Le nombre de ceux qui eurent la volonté ferme et les moyens de se passer cette fantaisie ne fut pas grand; il se monte à cinq ou six; mais ils ont excité la curiosité; et il y a sans doute encore à Paris des personnes qui doivent se souvenir d'avoir vu, vers 1799, se promener dans les rues deux jeunes gens portant leur barbe, dont l'un était vêtu en Agamemnon, et l'autre en Pâris, avec l'habit phrygien. J'étais lié d'amitié avec tous deux, mais plus particulièrement avec Agamemnon, qui venait assez souvent chez moi, au grand étonnement du portier de la maison et de mes voisins.

Agamemnon[76] avait alors vingt ans environ.

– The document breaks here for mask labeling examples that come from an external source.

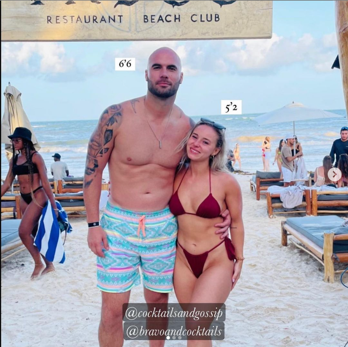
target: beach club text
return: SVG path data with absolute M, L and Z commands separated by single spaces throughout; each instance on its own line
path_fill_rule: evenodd
M 114 16 L 96 15 L 83 16 L 47 16 L 47 23 L 50 24 L 77 24 L 79 23 L 98 24 L 101 23 L 122 23 L 123 16 L 119 15 Z M 144 23 L 180 23 L 181 15 L 177 14 L 144 15 L 143 16 Z M 217 13 L 205 14 L 192 14 L 189 16 L 191 22 L 219 22 L 220 17 Z

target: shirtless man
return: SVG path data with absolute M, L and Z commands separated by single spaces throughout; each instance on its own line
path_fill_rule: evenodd
M 145 71 L 146 95 L 106 108 L 88 144 L 84 194 L 88 246 L 98 256 L 103 347 L 123 345 L 122 305 L 140 283 L 141 265 L 147 302 L 166 303 L 172 290 L 177 225 L 168 204 L 182 154 L 175 149 L 193 124 L 174 105 L 182 81 L 181 68 L 174 51 L 155 51 Z M 110 196 L 100 226 L 107 163 Z M 223 227 L 216 232 L 222 239 L 231 221 L 228 211 L 222 215 L 223 223 L 215 226 Z M 152 346 L 164 344 L 150 341 Z

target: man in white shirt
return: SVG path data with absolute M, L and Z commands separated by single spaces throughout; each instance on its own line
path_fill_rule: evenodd
M 65 177 L 69 176 L 69 170 L 68 165 L 63 161 L 61 161 L 61 155 L 55 153 L 52 155 L 54 162 L 51 165 L 51 173 L 55 181 L 63 179 Z

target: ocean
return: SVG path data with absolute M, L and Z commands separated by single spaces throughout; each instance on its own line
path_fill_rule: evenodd
M 346 115 L 344 110 L 330 110 L 330 112 Z M 275 150 L 279 140 L 293 129 L 292 122 L 286 122 L 259 126 L 254 118 L 261 113 L 238 116 L 222 115 L 204 116 L 226 127 L 226 138 L 228 147 L 233 149 L 236 143 L 239 144 L 242 170 L 255 172 L 262 170 L 261 146 L 266 136 L 271 140 L 272 160 L 271 171 L 278 171 L 276 164 L 272 165 Z M 201 116 L 192 117 L 195 121 Z M 41 146 L 40 153 L 46 163 L 49 178 L 52 177 L 49 168 L 53 162 L 52 156 L 59 153 L 61 160 L 68 164 L 69 173 L 75 177 L 83 175 L 87 145 L 88 139 L 97 124 L 97 120 L 58 122 L 33 122 L 34 131 Z M 347 124 L 342 117 L 329 119 L 301 121 L 295 123 L 295 131 L 302 145 L 307 170 L 314 171 L 322 165 L 323 158 L 330 154 L 332 142 L 340 137 L 340 130 Z M 154 139 L 154 140 L 155 139 Z M 5 179 L 8 170 L 8 163 L 5 155 L 5 146 L 1 145 L 1 178 Z M 239 166 L 236 163 L 235 168 Z M 108 179 L 107 167 L 103 177 Z

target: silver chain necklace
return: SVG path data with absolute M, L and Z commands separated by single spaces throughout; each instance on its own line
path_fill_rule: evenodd
M 168 121 L 167 123 L 167 126 L 166 127 L 166 128 L 164 130 L 164 132 L 163 133 L 163 135 L 162 135 L 162 137 L 160 139 L 158 138 L 157 137 L 157 135 L 155 134 L 155 131 L 153 131 L 153 129 L 152 128 L 152 127 L 151 126 L 151 124 L 149 122 L 149 120 L 148 119 L 148 118 L 146 116 L 146 108 L 145 108 L 145 112 L 144 114 L 145 116 L 145 119 L 146 120 L 146 121 L 147 122 L 148 124 L 149 124 L 149 126 L 150 127 L 150 129 L 151 129 L 151 131 L 152 132 L 152 133 L 155 135 L 155 137 L 157 139 L 157 141 L 159 143 L 159 148 L 160 149 L 162 149 L 162 140 L 163 139 L 163 138 L 164 137 L 165 135 L 166 135 L 166 132 L 167 132 L 167 129 L 168 127 L 168 126 L 169 125 L 169 121 L 171 120 L 171 117 L 172 116 L 172 112 L 173 112 L 173 107 L 174 106 L 174 104 L 173 104 L 173 106 L 172 106 L 172 109 L 171 110 L 171 113 L 169 115 L 169 118 L 168 118 Z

Grand, maigre, les cheveux et la barbe noirs et touffus, son regard ardent, et son expression tout à la fois passionnée et bienveillante, avaient quelque chose qui imposait et attirait en même temps. On retrouvait dans cet homme du Mahomet et du Jésus-Christ, deux personnages pour lesquels il avait du reste une profonde vénération. Agamemnon, jeune homme fort spirituel, avait l'élocution facile, nombreuse, élégante; et, soit que cela lui fut naturel, ou que ce fût une qualité acquise, il trahissait toujours par le choix de ses expressions, par l'arrangement de ses phrases et par le fréquent emploi qu'il faisait des comparaisons et des images les plus brillantes, cette abondance un peu emphatique que l'on remarque dans les discours et les écrits des Orientaux. Cependant sa conversation était pleine, substantielle et variée. Quant à son costume, qui consistait en une grande tunique descendant jusqu'à la cheville du pied, et en un vaste manteau dont il couvrait sa tête en cas de pluie ou de soleil, il était fort simple, et j'ai vu peu d'hommes de théâtre, je n'en excepte pas même Talma, qui portassent cette espèce de vêtement avec plus de grâce et d'aisance que mon ami Agamemnon.

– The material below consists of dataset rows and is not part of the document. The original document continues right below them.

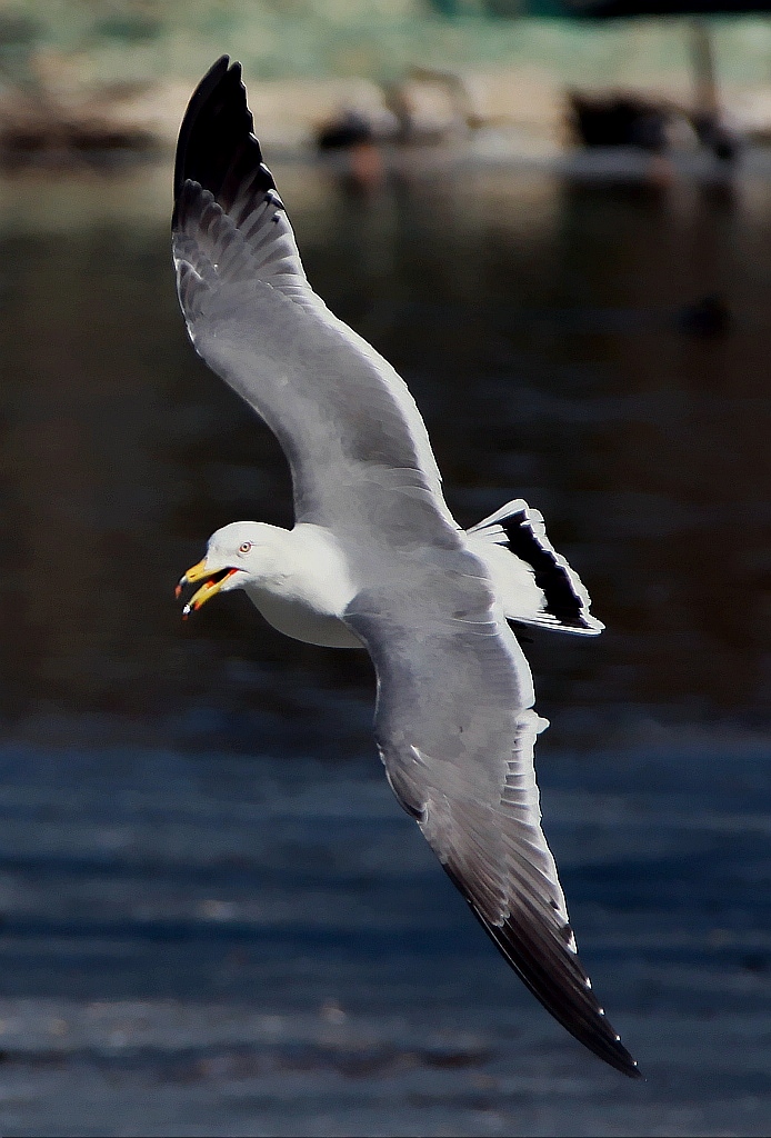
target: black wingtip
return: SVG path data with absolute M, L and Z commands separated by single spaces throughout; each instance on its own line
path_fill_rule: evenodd
M 227 212 L 247 179 L 254 180 L 252 190 L 275 189 L 255 138 L 241 64 L 221 56 L 193 91 L 180 127 L 173 225 L 185 182 L 209 190 Z
M 458 884 L 451 872 L 449 876 Z M 465 896 L 463 885 L 458 888 Z M 469 897 L 466 901 L 487 934 L 546 1011 L 608 1066 L 630 1079 L 641 1079 L 637 1061 L 608 1023 L 579 958 L 566 953 L 554 938 L 544 937 L 536 923 L 517 921 L 512 914 L 503 925 L 494 925 Z

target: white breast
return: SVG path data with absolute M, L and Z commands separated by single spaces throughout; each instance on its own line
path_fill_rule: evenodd
M 356 594 L 337 542 L 321 526 L 285 535 L 280 574 L 248 582 L 246 591 L 270 625 L 285 636 L 326 648 L 362 648 L 341 615 Z

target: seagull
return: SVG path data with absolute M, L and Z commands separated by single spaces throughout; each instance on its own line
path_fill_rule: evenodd
M 190 339 L 267 423 L 291 469 L 295 526 L 237 521 L 182 577 L 185 616 L 243 589 L 275 628 L 362 648 L 375 741 L 398 801 L 544 1007 L 639 1078 L 575 947 L 540 825 L 530 668 L 515 629 L 594 636 L 578 575 L 517 498 L 464 531 L 406 384 L 306 278 L 223 56 L 180 130 L 173 253 Z

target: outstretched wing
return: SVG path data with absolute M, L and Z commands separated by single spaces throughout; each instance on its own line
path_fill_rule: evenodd
M 506 617 L 516 624 L 597 636 L 605 625 L 589 612 L 583 582 L 546 536 L 544 516 L 515 498 L 467 530 L 488 564 Z M 501 550 L 509 556 L 501 556 Z
M 223 57 L 180 131 L 177 290 L 200 355 L 277 436 L 298 521 L 457 545 L 423 420 L 386 360 L 312 290 L 252 133 L 239 64 Z M 396 493 L 395 493 L 396 492 Z M 405 503 L 411 503 L 409 509 Z
M 532 710 L 522 650 L 471 575 L 426 569 L 412 595 L 421 600 L 364 592 L 346 613 L 375 663 L 375 734 L 391 786 L 533 995 L 636 1077 L 577 956 L 540 827 L 533 743 L 546 721 Z

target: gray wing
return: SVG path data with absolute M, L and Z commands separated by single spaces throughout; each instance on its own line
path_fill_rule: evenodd
M 406 385 L 308 284 L 227 57 L 199 84 L 180 132 L 173 250 L 193 345 L 277 436 L 297 520 L 342 538 L 379 518 L 391 522 L 390 545 L 416 530 L 457 544 Z
M 413 583 L 418 601 L 368 591 L 346 613 L 375 663 L 375 734 L 391 786 L 533 995 L 637 1077 L 577 956 L 540 827 L 533 743 L 546 721 L 532 710 L 522 650 L 471 572 L 424 574 Z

Il faut croire que le fond de mon caractère plaisait à Agamemnon, car j'étais loin de partager ses doctrines exorbitantes sur la pratique des arts d'imitation. Je ne prenais même aucune précaution pour combattre ses opinions, bien qu'il fût habitué à les voir reconnues comme des lois par ses adeptes et ses imitateurs. Je ne le vis qu'une ou deux fois dans son atelier. C'était une immense pièce dans laquelle une toile de trente pieds de long était placée diagonalement. Dans le triangle noir derrière la toile étaient de la paille pour dormir et quelques ustensiles de ménage. L'autre triangle formait l'atelier proprement dit, et c'est là où j'ai vu mon ami Agamemnon chargeant sa palette, qui avait quatre pieds de diamètre, devant sa toile, où était dessiné seulement le sujet de Patrocle renvoyant Briséis à Agamemnon, le roi des rois.

Cet ouvrage n'a jamais été même ébauché. Toutefois Agamemnon le peintre était fort laborieux, contre l'usage de tous les penseurs et primitifs, ses imitateurs. À l'école de David, il a fait une assez grande quantité d'études, auxquelles il a imprimé un cachet de vérité, de grandeur et de beauté qui frappait tout le monde. Depuis ce temps, où mon jugement s'est formé par la comparaison d'un grand nombre de peintures, j'ai eu l'occasion de revoir les productions de ce jeune homme, et il est certain qu'elles promettaient un peintre.

Ce fut lorsqu'il se déclara chef de secte et qu'il abandonna l'atelier de David, que ses idées, fort exagérées déjà, s'embrouillèrent et le conduisirent peu à peu à un état d'extase et d'enthousiasme permanent, qui tenait, je crois, de la folie. Mais c'est avant cette catastrophe qu'il est venu assez souvent chez moi, où nous nous réunissions avec quelques-uns de ses amis et des miens.